We decided that jumping straight back in with IVs was a bit soon and the plan was for me to get Sophie to do a sputum sample and get it straight to the hospital and to start the Cipro to cover the pseudo, just in case the IVs hadn't fully sorted it out.
So that is what we did, however when Sophie managed to produce a brilliant sample for me I was slightly alarmed to see her sputum was green. Not really dark but still green.
Sputum sample was delivered and Cipro was started, with the agreement that if by Monday, Soph had developed Cipro rage that we could switch to something else.
Come Monday morning, Sophie was coughing more and more and producing sputum like I've never seen. I couldn't quite decide if her grumpiness was Monday morning blues or Cipro rage starting.
Either way I phoned the team to see if her cultures were back. I wasn't comfortable as I knew something must be going on as her symptoms were extreme for her.
I eventually got a call back from her nurse who had the results.
The sample grew no Pseudomonas. I repeat, NO PSEUDOMONAS.
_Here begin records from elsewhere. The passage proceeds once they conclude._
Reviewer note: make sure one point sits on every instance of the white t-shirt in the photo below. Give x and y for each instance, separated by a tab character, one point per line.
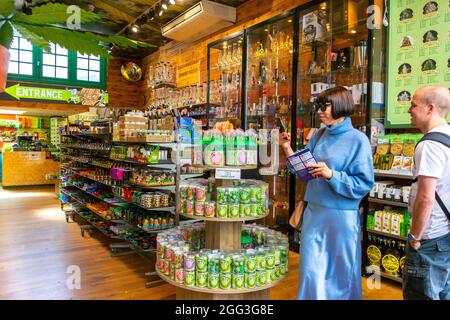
432	159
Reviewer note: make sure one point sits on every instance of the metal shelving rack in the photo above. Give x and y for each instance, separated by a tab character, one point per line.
392	175
129	246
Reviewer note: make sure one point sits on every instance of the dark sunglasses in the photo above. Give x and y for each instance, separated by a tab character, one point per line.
322	106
This is rare for Soph and is only the second time in over 2 years she hasn't cultured it. I know we'll be seeing it again soon but clearly the IVs have done their job and kicked its ass for now. Good times.
However, a new bug has been cultured.
I have to admit that I didn't know much about this one but after a chat and some research it appears it's common in children and usually results in strep throat. Sophie hasn't had a sore throat though.
It can cause a few issues if not treated including pneumonia. It is often resistant to a lot of antibiotics too.
Fortunately for Soph her strain is sensitive to clarithromycin so this is what we have started.
I've been searching for someone who has experience of it and want to know how you/your child was with it?
Reason I ask is Soph has had no temperature, no sore throat and hasn't been particularly run down, however she has been VERY productive, her sputum is still green and she's also becoming wheezy, which I feel is down to the sheer amount of sputum she is shifting causing inflammation in her airways. This bug is no longer in her upper airways and has now descended down into her lungs.
I'm just worried that it may stop being a typical childhood bug and develop into something more serious if it isn't starting to already.
Any experiences would be gratefully received.
In other news I've done my very first guest post and would love for you all to take a look. It's on Kathryn's blog, Crystal Jigsaw, which is a fabulous blog and I highly recommend you check it out. She's also a published author and generally lovely lady. Her daughter Amy is a wonderful young lady who has had her own trials in life living with autism. My blog post is about hidden disabilities, and I have to be honest, it made me cry writing it as it brought back some tough emotional memories that I had suppressed for a very long time.
Let me know what you think either here or over on Kathryn's blog at the end of the post if you can :)
My first guest post is only going to be available until next week, so please go and read it :)
As soon as I have some more news on Sophie I'll let you all know and if you can keep her in your thoughts and will her to kick this without any further intervention that would be wonderful.
I have to admit I'm a little concerned and worried but I'm trying to hide that at the moment...
Take care everyone and for Magda, I really haven't forgotten you but hope you understand my delay and I'll be in touch very soon.